Now, find every V+ and V- power pin on every IC on the bottom of the PCB, and solder a 0.1uF cap from the pin to the ground plane, scraping a hole in the ground place to solder the cap lead to. This should be as close to the power pin as possible, and the cap leads should be as short as you can make them and still get them soldered. If you're conservative with your time and effort, start with the ICs that are giving you problems first. Include as a first effort the input and output pins of the voltage regulators.

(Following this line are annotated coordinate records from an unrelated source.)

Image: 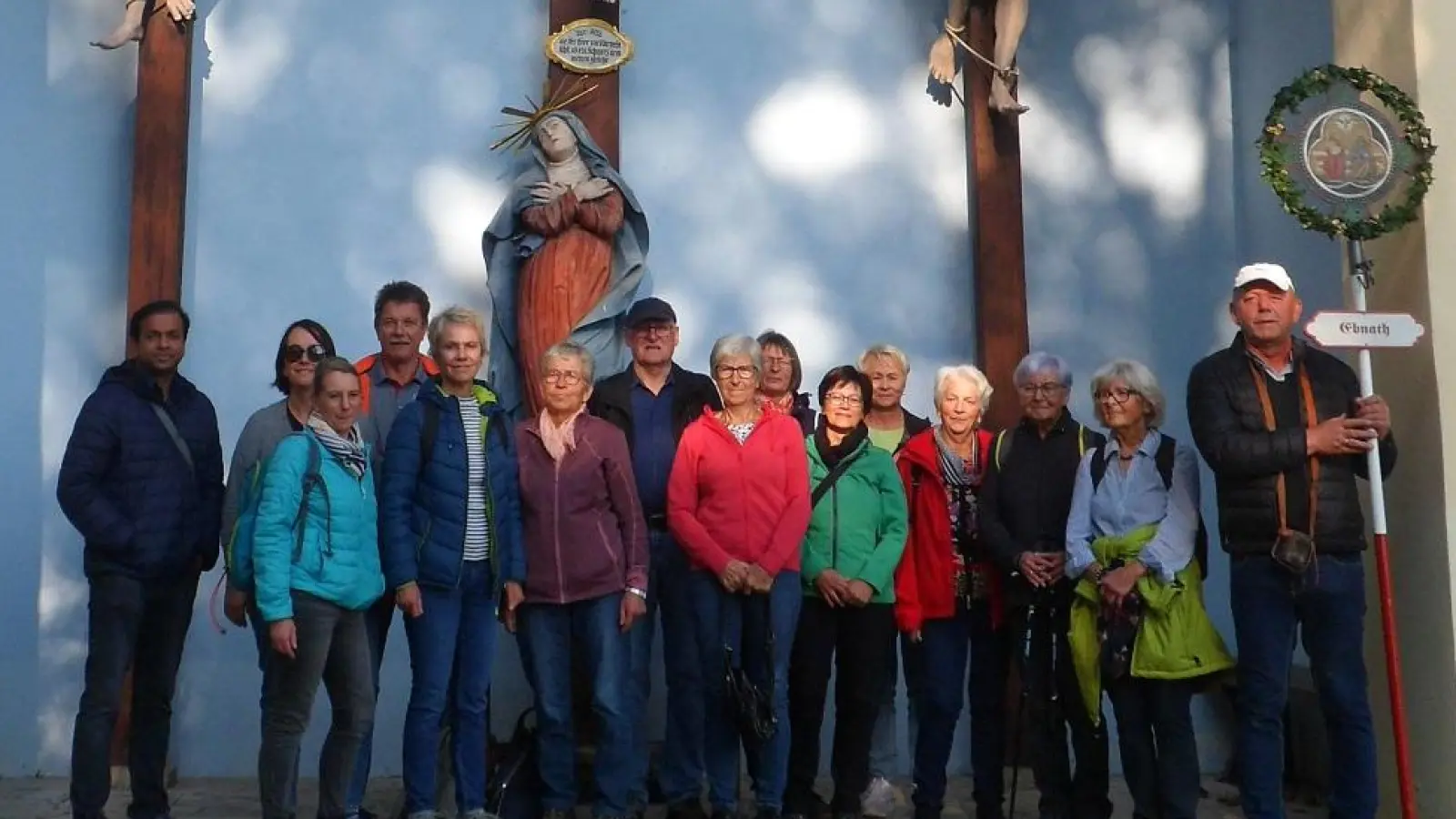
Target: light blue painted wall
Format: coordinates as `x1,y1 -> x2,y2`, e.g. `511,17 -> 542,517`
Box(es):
0,0 -> 1338,775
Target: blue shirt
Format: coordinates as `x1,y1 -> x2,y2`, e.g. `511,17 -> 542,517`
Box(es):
632,375 -> 677,516
1067,430 -> 1198,583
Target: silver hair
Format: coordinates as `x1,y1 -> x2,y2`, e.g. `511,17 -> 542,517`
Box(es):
1092,359 -> 1168,427
856,344 -> 910,376
935,364 -> 995,415
708,335 -> 763,373
541,341 -> 597,385
1010,349 -> 1072,388
425,305 -> 490,356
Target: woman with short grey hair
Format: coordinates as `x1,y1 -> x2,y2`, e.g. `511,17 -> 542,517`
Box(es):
1066,360 -> 1233,819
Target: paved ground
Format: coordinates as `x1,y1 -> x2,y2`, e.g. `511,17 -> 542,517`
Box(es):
0,773 -> 1325,819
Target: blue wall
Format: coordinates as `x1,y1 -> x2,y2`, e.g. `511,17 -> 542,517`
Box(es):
0,0 -> 1338,775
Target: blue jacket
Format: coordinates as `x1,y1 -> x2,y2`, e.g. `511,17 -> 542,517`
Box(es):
56,363 -> 223,579
380,383 -> 526,589
253,431 -> 384,622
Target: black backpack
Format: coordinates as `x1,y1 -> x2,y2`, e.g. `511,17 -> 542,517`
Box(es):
1090,433 -> 1208,580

This may not be THE problem, but it's certain that it will not make things worse, and it may be all of the the problem.

[Paul Marossy]

The addition of the .01 caps to ground on the +/- pins of the ICs seems to have helped to make things more stable. At least now I can get it to where it doesn't just spontaneously oscillate when it's not supposed to. Before I couldn't get the carrier noise to an acceptable level it just wanted to oscillate like a maniac when there was no signal. It would start out OK, or so I thought, but it would always start to oscillate no matter how I tweaked the trimpots (which I did for a few hours). The decoupling of the IC power supplies seems to have been part of the problem. Hopefully I can figure out the rest of this on Monday or Tuesday when my regulators arrive...

[Paul Marossy]

Well, after many hours of messing around and coming to dead ends, I eventually found that out that the schematic they provided was missing two very strategically located resistors whose omission screwed up the whole functionality of the circuit. Argh.